Grammar and Spelling

 I can not accont for grammer or spelling, but the mechanics and structure of the piece was very well formed and followable, in this sence.

Closing Comments

 The piece was very powerful in context, but poorly portrayed and difficult to follow.(Something to consider: relate to the reader as if you are reading the work for the first time yourself)

 I will tell you first that I am a new member and this is my first critque of a written work. I have to say that I like your general idea and where I think you are going with it. I believe your point was to be a little shocking and sarcastic. I read in your reply that it was partially your intention to bore people. Tell me,why o why would your intention ever be to bore someone? You want to keep them so interested that they cannot wait to turn the page. I think that you have the potential to be a fabulous writer. There are just a few points you need to address first:

1) I would like to know much more about the girl in the wheelchair other than she is pretty. There are more suble ways that you can say she is pretty with actually saying it.  People wil get the idea but will be able to visualize it for themselves rather than wanting to scream due to the words "very" and "pretty" used 100 times.

2) The guys that worked for her are confusing. You jump from one guy to the next so fast without ever giving them a real identity.

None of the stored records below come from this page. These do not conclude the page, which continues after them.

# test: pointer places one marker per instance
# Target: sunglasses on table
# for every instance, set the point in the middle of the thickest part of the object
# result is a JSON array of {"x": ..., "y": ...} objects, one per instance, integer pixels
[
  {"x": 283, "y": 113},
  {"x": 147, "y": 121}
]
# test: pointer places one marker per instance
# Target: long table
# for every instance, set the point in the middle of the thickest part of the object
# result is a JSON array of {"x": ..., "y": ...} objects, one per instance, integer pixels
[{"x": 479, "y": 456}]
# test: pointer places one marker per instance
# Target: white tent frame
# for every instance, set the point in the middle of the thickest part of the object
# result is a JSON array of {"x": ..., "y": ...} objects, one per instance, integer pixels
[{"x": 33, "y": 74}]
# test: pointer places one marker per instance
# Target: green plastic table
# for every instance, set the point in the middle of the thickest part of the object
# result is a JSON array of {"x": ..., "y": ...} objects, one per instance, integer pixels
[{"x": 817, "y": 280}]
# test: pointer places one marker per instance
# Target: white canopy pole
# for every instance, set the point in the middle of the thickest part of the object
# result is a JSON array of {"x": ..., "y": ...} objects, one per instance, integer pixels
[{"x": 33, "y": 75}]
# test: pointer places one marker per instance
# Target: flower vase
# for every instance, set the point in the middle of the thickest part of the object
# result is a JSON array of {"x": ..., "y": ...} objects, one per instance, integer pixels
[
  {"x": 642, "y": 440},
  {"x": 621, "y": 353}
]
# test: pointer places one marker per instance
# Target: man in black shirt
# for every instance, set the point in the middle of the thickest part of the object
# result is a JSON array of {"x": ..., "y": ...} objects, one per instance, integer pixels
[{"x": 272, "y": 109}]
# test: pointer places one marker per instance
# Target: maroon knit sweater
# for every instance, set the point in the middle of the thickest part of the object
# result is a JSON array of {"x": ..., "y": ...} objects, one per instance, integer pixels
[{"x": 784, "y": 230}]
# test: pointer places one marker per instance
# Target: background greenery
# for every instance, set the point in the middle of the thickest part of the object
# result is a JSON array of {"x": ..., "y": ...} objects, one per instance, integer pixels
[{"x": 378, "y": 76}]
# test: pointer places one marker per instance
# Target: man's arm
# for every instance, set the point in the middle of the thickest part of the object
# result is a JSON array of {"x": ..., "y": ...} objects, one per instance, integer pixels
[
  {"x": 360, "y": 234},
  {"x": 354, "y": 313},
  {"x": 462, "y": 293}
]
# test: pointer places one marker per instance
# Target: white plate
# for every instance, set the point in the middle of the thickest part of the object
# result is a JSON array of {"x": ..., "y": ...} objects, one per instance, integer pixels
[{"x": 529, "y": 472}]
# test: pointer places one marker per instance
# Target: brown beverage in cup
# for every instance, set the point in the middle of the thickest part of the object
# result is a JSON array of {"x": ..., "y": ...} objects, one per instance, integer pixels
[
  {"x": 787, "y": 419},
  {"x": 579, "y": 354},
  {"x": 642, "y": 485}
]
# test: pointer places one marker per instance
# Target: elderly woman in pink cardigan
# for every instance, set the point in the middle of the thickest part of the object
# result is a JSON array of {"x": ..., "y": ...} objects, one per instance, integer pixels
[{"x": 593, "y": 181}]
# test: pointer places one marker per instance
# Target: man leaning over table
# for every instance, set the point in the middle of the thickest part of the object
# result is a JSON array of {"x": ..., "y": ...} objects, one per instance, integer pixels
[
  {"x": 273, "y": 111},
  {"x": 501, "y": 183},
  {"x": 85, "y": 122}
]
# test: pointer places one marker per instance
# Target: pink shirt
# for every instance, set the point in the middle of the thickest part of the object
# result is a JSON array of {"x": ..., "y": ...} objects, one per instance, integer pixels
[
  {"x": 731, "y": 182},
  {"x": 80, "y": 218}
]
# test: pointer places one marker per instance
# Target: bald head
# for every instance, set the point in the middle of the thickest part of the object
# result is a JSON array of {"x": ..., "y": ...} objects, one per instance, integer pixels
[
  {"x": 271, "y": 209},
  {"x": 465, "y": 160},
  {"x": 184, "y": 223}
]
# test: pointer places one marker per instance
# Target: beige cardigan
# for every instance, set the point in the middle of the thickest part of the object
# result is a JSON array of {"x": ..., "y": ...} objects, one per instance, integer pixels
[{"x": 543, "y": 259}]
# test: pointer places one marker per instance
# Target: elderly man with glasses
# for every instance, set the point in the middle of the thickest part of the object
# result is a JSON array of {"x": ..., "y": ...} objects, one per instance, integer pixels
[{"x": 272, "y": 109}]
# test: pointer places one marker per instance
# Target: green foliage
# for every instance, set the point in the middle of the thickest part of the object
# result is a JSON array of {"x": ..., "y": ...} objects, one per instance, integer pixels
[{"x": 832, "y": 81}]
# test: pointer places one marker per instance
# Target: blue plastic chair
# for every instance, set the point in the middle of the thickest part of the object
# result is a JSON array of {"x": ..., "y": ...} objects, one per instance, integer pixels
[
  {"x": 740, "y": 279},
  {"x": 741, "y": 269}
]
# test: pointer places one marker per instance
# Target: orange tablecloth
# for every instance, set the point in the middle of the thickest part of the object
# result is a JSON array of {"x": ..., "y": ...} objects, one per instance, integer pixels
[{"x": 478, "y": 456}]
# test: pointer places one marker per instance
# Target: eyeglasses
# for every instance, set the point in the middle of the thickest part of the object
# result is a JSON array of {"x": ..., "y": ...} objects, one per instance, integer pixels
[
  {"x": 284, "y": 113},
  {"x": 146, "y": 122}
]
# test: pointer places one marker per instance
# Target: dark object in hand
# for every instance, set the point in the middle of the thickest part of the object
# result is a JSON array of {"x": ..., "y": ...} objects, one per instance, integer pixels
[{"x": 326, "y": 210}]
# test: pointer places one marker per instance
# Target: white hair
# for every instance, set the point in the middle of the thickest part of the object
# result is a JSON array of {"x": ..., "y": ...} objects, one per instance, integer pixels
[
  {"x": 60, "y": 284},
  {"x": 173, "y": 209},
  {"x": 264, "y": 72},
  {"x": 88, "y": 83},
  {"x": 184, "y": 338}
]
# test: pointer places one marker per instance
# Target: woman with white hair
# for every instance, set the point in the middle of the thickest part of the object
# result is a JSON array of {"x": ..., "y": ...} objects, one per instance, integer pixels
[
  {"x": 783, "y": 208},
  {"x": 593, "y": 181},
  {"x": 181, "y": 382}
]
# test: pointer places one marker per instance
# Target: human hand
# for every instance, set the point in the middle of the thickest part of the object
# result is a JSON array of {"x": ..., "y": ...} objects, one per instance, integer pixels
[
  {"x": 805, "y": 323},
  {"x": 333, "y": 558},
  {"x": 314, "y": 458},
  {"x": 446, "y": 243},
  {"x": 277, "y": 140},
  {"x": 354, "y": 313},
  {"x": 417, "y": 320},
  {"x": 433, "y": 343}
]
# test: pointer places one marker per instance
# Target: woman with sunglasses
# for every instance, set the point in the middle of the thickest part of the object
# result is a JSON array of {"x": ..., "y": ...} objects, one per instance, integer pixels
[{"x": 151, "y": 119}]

And for the guy we hear about most, we also need more information about him. So he is somewhat obessed with girls that look like his mother, but why? Did the girl in the wheelchair look like his mother? Is that why he raped her?

3) You need more transition in your story. You jump around so much that it gets confusing. Maybe you could give more background on all of the characters so we grasp a better understanding of each of their personalities. We need more antagonism and protagnism. We get that the girl is a victim but your characters cannot be called characters really because they have no dynamic.